What's the easiest way to see this? The only thing I could think of was to try to patch together trivializations. I couldn't find a way to make that work. Thank you!
edit: For the record, here's why I asked about this special case of the more general result about fiber bundles over contractible spaces.
In the much beloved book by Bott and Tu, it's claimed that the Leray Hirsch theorem can be proven in the same way the Kunneth theorem is proven: induct on the size of a finite good cover for the base space, then apply the Mayer Vietoris sequence and the Poincare lemma for the induction step. It's assumed that there exists a finite good cover for the base space, but it's not assumed that this cover is a refinement of the cover of the base space, which gives the local trivializations of the fiber bundle. Therefore, to apply the Poincare lemma in the induction step, it seems that you need to know that the result I asked about is true. Since fiber bundles had just been introduced in the text, I thought there may be a short, elementary proof that the authors had taken for granted.
Here is an easy proof of the fact that a smooth fiber bundle over a contractible base is trivial. Bott and Tu's book, mentioned in the original question, work in this framework of smooth manifolds and maps. The proof uses Moser's trick and relies on the following general basic result.
Theorem: Every smooth fiber bundle admits a complete Ehresmann connection.
This was proposed as an exercise without proof in [Greub, Halperin, Vanstone: Connections, Curvature, and Cohomology I, Academic Press (1972)], it was presented as a theorem in [Michor: Topics in Differential Geometry, (GSM 93), American Mathematical Society (2008)] and other references with a gap in the proof, and it was finally established in del Hoyo: Complete connections on fiber bundles. Indag. Math. 27, 985–990 (2016).

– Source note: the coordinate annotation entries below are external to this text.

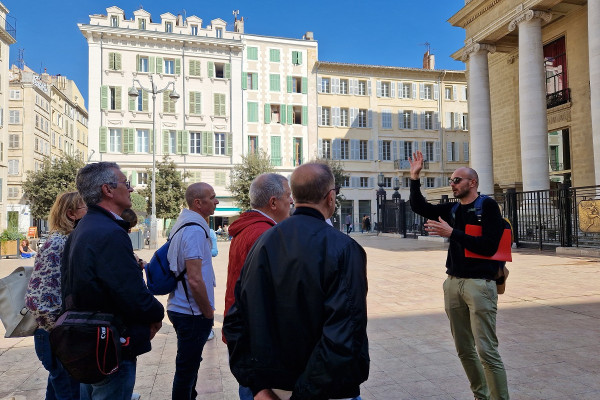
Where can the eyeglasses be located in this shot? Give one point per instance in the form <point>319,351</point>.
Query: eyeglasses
<point>337,191</point>
<point>456,180</point>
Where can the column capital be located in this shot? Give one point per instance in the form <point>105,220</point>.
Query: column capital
<point>473,48</point>
<point>528,15</point>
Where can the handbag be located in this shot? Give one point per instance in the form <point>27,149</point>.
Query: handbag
<point>88,345</point>
<point>17,319</point>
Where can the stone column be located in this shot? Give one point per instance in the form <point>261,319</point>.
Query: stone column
<point>532,100</point>
<point>594,49</point>
<point>480,117</point>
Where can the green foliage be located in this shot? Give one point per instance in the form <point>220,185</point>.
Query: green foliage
<point>55,177</point>
<point>244,173</point>
<point>170,190</point>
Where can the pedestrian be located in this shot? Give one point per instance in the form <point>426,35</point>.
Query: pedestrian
<point>100,273</point>
<point>270,199</point>
<point>470,293</point>
<point>298,324</point>
<point>191,306</point>
<point>43,292</point>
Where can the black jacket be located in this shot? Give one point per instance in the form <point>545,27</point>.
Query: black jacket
<point>99,273</point>
<point>492,227</point>
<point>300,314</point>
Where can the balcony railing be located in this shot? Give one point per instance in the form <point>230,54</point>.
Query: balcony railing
<point>557,98</point>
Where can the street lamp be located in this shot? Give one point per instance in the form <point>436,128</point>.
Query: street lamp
<point>381,196</point>
<point>173,96</point>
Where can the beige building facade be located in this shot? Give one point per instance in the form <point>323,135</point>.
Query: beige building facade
<point>372,118</point>
<point>534,102</point>
<point>46,117</point>
<point>8,36</point>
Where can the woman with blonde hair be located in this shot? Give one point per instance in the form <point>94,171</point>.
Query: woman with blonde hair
<point>43,296</point>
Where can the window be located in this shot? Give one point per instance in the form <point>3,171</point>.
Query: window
<point>343,86</point>
<point>13,140</point>
<point>325,116</point>
<point>345,149</point>
<point>195,142</point>
<point>326,149</point>
<point>325,85</point>
<point>386,150</point>
<point>142,141</point>
<point>142,178</point>
<point>386,119</point>
<point>362,118</point>
<point>13,167</point>
<point>219,144</point>
<point>362,88</point>
<point>169,66</point>
<point>344,112</point>
<point>252,144</point>
<point>114,137</point>
<point>252,53</point>
<point>274,55</point>
<point>143,64</point>
<point>363,147</point>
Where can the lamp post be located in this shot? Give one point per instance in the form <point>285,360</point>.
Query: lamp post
<point>173,96</point>
<point>381,197</point>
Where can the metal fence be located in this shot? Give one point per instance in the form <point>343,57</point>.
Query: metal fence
<point>564,216</point>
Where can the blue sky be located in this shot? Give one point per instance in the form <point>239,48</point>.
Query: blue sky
<point>380,32</point>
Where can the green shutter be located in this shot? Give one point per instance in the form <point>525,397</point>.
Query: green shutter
<point>103,97</point>
<point>103,135</point>
<point>282,114</point>
<point>267,113</point>
<point>165,142</point>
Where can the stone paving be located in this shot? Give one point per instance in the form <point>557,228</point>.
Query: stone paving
<point>548,327</point>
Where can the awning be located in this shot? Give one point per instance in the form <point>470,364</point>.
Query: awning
<point>226,212</point>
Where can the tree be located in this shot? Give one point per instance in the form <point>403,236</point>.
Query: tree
<point>43,186</point>
<point>170,190</point>
<point>244,173</point>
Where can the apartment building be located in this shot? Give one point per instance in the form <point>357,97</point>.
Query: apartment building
<point>232,89</point>
<point>534,79</point>
<point>8,35</point>
<point>46,117</point>
<point>372,118</point>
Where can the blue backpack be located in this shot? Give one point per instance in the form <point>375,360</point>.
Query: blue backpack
<point>159,277</point>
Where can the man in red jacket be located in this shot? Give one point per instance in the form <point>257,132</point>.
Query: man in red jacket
<point>270,199</point>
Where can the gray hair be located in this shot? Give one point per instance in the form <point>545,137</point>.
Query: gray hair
<point>265,186</point>
<point>91,178</point>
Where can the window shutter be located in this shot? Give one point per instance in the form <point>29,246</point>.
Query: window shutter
<point>103,97</point>
<point>267,113</point>
<point>102,142</point>
<point>165,142</point>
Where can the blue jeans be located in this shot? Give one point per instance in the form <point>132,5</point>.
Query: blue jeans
<point>192,332</point>
<point>60,384</point>
<point>118,386</point>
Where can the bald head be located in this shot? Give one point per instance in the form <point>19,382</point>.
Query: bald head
<point>310,183</point>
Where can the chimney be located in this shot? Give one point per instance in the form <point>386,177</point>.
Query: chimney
<point>238,25</point>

Let $p:E\to B$ be a smooth fiber bundle, and let $h:f_0\cong f_1:B'\times I\to B$ be a smooth homotopy. Let us pick a complete Ehresmann connection for the pullback bundle $h^*E\to B'\times I$. Let $X\in\mathfrak{X}(h^*E)$ be the horizontal lift of the vector field $(0,\frac{d}{dt})$. Then the time 1 flow $\phi^X_1$ yields an isomorphism between $f_0^*E=h^*E|_{B'\times 0}$ and $f_1^*E=h^*E|_{B'\times 0}$. In particular, if $f_0=\rm{id}_{B}$ and $f_1$ is constant then $f_1^*E$ is trivial and so does $E=f_0^*E$.